A non-canonical SWI/SNF complex underlies synthetic lethality in cancers driven by BAF complex perturbation [RNA-seq]. A non-canonical SWI/SNF complex underlies synthetic lethality in cancers driven by BAF complex perturbation [RNA-seq]

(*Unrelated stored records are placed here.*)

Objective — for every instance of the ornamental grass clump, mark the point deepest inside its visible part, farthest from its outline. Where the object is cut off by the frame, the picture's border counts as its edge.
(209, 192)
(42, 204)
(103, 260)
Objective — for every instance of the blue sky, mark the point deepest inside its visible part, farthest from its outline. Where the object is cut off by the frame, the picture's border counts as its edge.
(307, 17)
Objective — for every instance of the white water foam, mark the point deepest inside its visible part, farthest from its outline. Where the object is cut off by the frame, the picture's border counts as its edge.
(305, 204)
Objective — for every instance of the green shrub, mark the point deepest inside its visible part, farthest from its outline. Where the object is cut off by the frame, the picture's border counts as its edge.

Mammalian SWI/SNF chromatin remodeling complexes exist in three distinct, final-form assemblies: canonical BAF (cBAF), PBAF, and a newly characterized non-canonical complex, ncBAF. However, their complex-specific targeting on chromatin, functions and roles in disease remain largely unknown. Here, we comprehensively map complex assemblies on chromatin and find that ncBAF uniquely localizes to CTCF sites and promoters. We identified ncBAF subunits as major synthetic lethalities specific to human synovial sarcoma and malignant rhabdoid tumor, which share in common cBAF complex perturbation. Chemical degradation of the BRD9 subunit of ncBAF rapidly attenuates SS and MRT cell proliferation. Notably, in cBAF-perturbed cancers, ncBAF complexes retain their hallmark localization to CTCF sites and promoters, and maintain gene expression at retained mSWI/SNF sites to support cell proliferation in a manner distinct from fusion oncoprotein-mediated targeting. Taken together, these findings unmask the unique targeting and function of ncBAF complexes and present new cancer-specific therapeutic targets. Overall design: CRL7250 cells were treated in biological duplicate with either DMSO vehicle control , dBRD9 compound, or dBRD9 compound for 24h followed by lentiviral infection with construct containing V5-SS18-SSX1 to assess role of BRD9 in SS18-SSX1 gene activation. RNA-seq was performed in biological duplicate in SYO-1 synovial sarcoma cells upon chemical BRD9 degradation by dBRD9 compound or DMSO vehicle control at 3 days and 6 days to assess gene expression changes upon BRD9 perturbation. SYO-1 cells were lentivirally infected in biological duplicate with pGIPZ shControl, pGIPZ shBRD9, or pGIP shSMARCE1 to assess if BRD9 and SMARE1 knockdown are transcriptionally similar. RNA-seq was collected in biological duplicate from TTC1240 cells treated with either DMSO or dBRD9 as for SYO-1. To assess gene expression changes upon BRD9 loss, TTC1240 and MOLM-13 cells were treated with 250nM dBRD9 (1:10,000 dilution) or DMSO control for 7 days (TTC1240) or 6 days (MOLM-13) in duplicate.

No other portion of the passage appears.